«Ce livre est une oeuvre de FICTION. Pensez le contraire à vos risques et périls.»
( première page, première phrase…)
Thomas Pynchon, auteur, et non des moindres, préface le dit livre, et dis ceci :
«Stone Junction est une épopée illégaliste pour notre époque de sentimentalité corrompue et d'honneur dégradé, avec son cortège d'usurpateurs sordides et de persévérances jacobitesques…» voilà, tout est dit, manque de bol pour moi, parce que je suis loin d'être
Pynchon, et c'est pile ça qu'il faut dire en fait.

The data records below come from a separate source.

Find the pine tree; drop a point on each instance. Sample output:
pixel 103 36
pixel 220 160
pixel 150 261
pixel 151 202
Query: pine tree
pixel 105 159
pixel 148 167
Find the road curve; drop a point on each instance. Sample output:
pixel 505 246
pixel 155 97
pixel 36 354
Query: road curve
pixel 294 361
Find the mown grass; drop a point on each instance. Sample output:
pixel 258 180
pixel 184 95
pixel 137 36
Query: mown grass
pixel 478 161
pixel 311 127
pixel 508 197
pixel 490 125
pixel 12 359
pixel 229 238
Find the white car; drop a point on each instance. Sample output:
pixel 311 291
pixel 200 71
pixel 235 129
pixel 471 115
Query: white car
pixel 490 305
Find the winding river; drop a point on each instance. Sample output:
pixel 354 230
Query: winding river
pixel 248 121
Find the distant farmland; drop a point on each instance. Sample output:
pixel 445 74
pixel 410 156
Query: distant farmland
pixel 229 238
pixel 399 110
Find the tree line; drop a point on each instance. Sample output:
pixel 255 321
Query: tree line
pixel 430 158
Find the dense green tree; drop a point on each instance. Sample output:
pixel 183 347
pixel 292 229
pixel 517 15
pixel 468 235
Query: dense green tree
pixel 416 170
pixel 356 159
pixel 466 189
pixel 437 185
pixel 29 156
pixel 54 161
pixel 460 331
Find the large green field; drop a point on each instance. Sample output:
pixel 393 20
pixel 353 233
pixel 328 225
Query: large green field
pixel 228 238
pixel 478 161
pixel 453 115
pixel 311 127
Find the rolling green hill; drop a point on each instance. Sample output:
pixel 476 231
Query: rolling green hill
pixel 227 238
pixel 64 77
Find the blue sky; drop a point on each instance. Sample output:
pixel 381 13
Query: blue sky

Enfin essayons, tout de même…
Pour poser un peu un contexte, je tente de vous résumer le fil conducteur (si tant est qu'il n'y en ai qu'un…) du roman.
Daniel Pearse, suite au décès, suspect de sa mère, Analee, est «embrigadé» dans l'AMO. L'AMO (Alliance des Magiciens et Outlaw) qu'est-ce que c'est ? Une espèce d'alliance plus ou moins officielle, de gens plus ou moins respectables, unis et réunis par leurs talents plus ou moins palpables, dans un but plus ou moins clair de quête d'un graal, qui ressemblerait à un diamant à 6 faces au centre duquel brille une flamme, qui ne s'éteint jamais et renfermerait, PEUT ETRE, le mystère de l‘Univers.
Voilà, allez salut les enfants, je vous laisse vous débrouiller avec ça.
Et pour le coup vous penserez alors que je vous parle d'un roman ésotérique paumé. Et ce n'est pas ça, et pas du tout.
C'est à la frontière entre le roman initiatique, le road trip haletant - sur fond de thriller – et la fiction qui pose des questions sur les fondements même de tout, du tout, de rien – surtout.
Là ou je suis restée, littéralement (c'est le cas de le dire) sans voix, c'est que les 500 et quelques pages se lisent à vitesse grand V tant l'histoire est prenante et tant les personnages sont entiers, complexes, loufoques, tordus, détraqués, surdoués, (humains en fait ?) et surtout combien, ils sont attachants.
Au fil de l'intrigue et du roman, tous vont apprendre quelque chose, leur talent, leur don, leur vice, à Daniel. Matt Stocker non sans un certain génie, l'initie aux joies éphémères des drogues, en TOUT genre. Will Bill Weber, sage parmi les sages, s'il en est, se charge de lui apprendre la paix intérieur, la méditation, le vide et la patience comme vertus immuables, et ce, bien évidemment, canne à pêche en main. Volta, qui est un peu comme le gourou de cet étrange bande va s'évertuer à lui enseigner la technique qui consiste à disparaître, purement et simplement, pas comme un prestidigitateur, non, non, pas de ça camarade, disparaître, devenir matière zéro, néant absolu, et oui (et le pire – ou le mieux - dans tout ça, c'est que telle que vous me lisez je suis réfractaire au possible à tout ce qui peux toucher, de près ou de loin, au fantastique, à la fantasy où l'ésotérisme.
Et là, là ça passe. Et ça passe tellement que la frontière entre imaginaire, fiction et réalité devient floue, jusque dans votre esprit. Jean Bluer, transformiste première classe, va permettre à Daniel de devenir un véritable caméléon, jusqu'aux bout des doigts, de la voix, de l'être presque. Willis Clinton, fait de lui un as de l'ouverture de coffres, portes, serrures, et toutes autres choses ayant, par définition, une fermeture inviolable. Johnny Sept Lunes, vieil indien mystérieux, va juste à un moment donné, lui apprendre la vie. Enfin, Bad Bobby va l'entraîner dans un sombre tournoi de Poker, passage hallucinant et hallucinatoire du genre un peu à la
Hunter S. Thompson dans
Las Vegas Parano.
C'est tordu, c'est glauque, et c'est jouissif, au plus haut point. Tout comme on finit presque par penser que OUI on peut disparaître physiquement, on se laisse complètement happer par toutes les réflexions plus ou moins philosophiques auxquelles l'air de rien
Jim Dodge nous amène, on est complètement conquis par la critique à peine revendiquée et pourtant inhérente au roman tout entier que l'auteur fait de la société en générale, et toutes les restrictions mentales, physiques, sociales qu'elle porte avec elle.
Bref ce livre est tout simplement, gigantesque. Tant par son histoire, que son écriture. On entre dans un monde complètement dingue, et pourtant tellement réel, sorti du quel vous restera un sentiment inouï de liberté.
Une dernière phrase, au passage :
« Je sais que dalle. Ça doit vouloir dire que je suis saine d'esprit. Ce qui est un excellent point de départ pour redevenir dingue.»